My HAOS is running as a VM with 8gb ram. The host is an i5/32gb running debian 13. Voice hardware is Voice PE (newly installed). Not much else is running on this server, it’s mainly for NAS storage. For a simple “what’s the time” query HA is taking around 7 or 8 seconds to respond. Is this typical performance?
Look at debug under Voice Assistant and see the times for each step to complete the query.

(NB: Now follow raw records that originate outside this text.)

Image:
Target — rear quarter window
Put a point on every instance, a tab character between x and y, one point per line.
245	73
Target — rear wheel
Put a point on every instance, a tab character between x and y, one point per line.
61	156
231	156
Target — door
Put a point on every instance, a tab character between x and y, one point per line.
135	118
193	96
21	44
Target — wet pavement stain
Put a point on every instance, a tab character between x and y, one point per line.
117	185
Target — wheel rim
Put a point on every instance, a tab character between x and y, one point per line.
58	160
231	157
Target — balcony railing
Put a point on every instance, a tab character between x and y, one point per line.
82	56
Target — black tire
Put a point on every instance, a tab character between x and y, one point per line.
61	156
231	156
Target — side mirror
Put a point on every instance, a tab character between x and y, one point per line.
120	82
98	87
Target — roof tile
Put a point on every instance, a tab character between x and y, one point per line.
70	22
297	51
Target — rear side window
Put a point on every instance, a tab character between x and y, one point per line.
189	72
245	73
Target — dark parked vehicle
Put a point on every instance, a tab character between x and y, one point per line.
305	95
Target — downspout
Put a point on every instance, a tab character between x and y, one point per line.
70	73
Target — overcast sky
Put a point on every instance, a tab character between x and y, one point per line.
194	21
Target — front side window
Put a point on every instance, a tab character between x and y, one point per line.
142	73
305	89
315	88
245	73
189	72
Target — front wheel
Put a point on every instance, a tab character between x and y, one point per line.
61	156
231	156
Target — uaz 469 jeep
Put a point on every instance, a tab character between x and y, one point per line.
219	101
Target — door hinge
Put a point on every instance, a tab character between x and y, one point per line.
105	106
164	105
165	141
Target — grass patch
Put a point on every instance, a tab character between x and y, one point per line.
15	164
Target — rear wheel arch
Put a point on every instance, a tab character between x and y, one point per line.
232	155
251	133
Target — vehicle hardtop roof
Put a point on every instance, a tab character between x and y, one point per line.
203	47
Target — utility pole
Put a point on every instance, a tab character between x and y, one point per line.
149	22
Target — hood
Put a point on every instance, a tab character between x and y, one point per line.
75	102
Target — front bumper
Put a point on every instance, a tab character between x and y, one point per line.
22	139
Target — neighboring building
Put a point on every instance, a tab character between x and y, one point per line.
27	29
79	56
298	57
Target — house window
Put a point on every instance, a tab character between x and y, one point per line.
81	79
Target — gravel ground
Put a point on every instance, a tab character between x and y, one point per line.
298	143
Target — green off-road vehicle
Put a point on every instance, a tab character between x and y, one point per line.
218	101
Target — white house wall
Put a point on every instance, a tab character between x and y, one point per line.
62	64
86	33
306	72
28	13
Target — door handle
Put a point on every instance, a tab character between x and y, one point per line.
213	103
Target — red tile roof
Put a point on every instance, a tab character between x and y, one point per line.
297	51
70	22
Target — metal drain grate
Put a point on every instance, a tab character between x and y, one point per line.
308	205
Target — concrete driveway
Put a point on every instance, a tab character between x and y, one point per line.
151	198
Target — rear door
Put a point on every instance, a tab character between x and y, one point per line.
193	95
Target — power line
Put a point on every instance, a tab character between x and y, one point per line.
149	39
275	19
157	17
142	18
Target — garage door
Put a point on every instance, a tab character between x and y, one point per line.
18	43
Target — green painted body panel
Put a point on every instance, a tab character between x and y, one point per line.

You need to have Prefer Handling Locally checked if you don’t want the query sent to an LLM.
7-8 seconds would be pretty normal if you are doing a call to an LLM.
There are so many possibilities to to use voice assistant.
Are you using local SST and or TTS?
Or Nabu Casa Cloud or another cloud service?
An LLM (which one) based assist or not? And if you use one, do you have ‘prefer local’ activated?
Possible response times might vary a lot based on these settings, used services or hardware.
An example from my end:
I use Nabu Casa Cloud for SST and TTS, and only LLM based (no prefer locally) with a fast online hoster for LLM models instead of the large providers like OpenAI and Google that are often not optimized for low latency answers (time to first token).
Asking ‘What’s the time’ (end of my speech until the voice response begins) take about 2 seconds.
But that might not help you in case you‘re after a complete different solution.
Sorry for leaving out detail.
Voice Assistants / Speech-to-text has two selections:
- Home Assistant
- Focused local assistant
Both are set to use speech-to-phrase. I can set either to preferred, the time for my query (what’s the time) to be answered is around 7 seconds. I don’t have an LLM connection.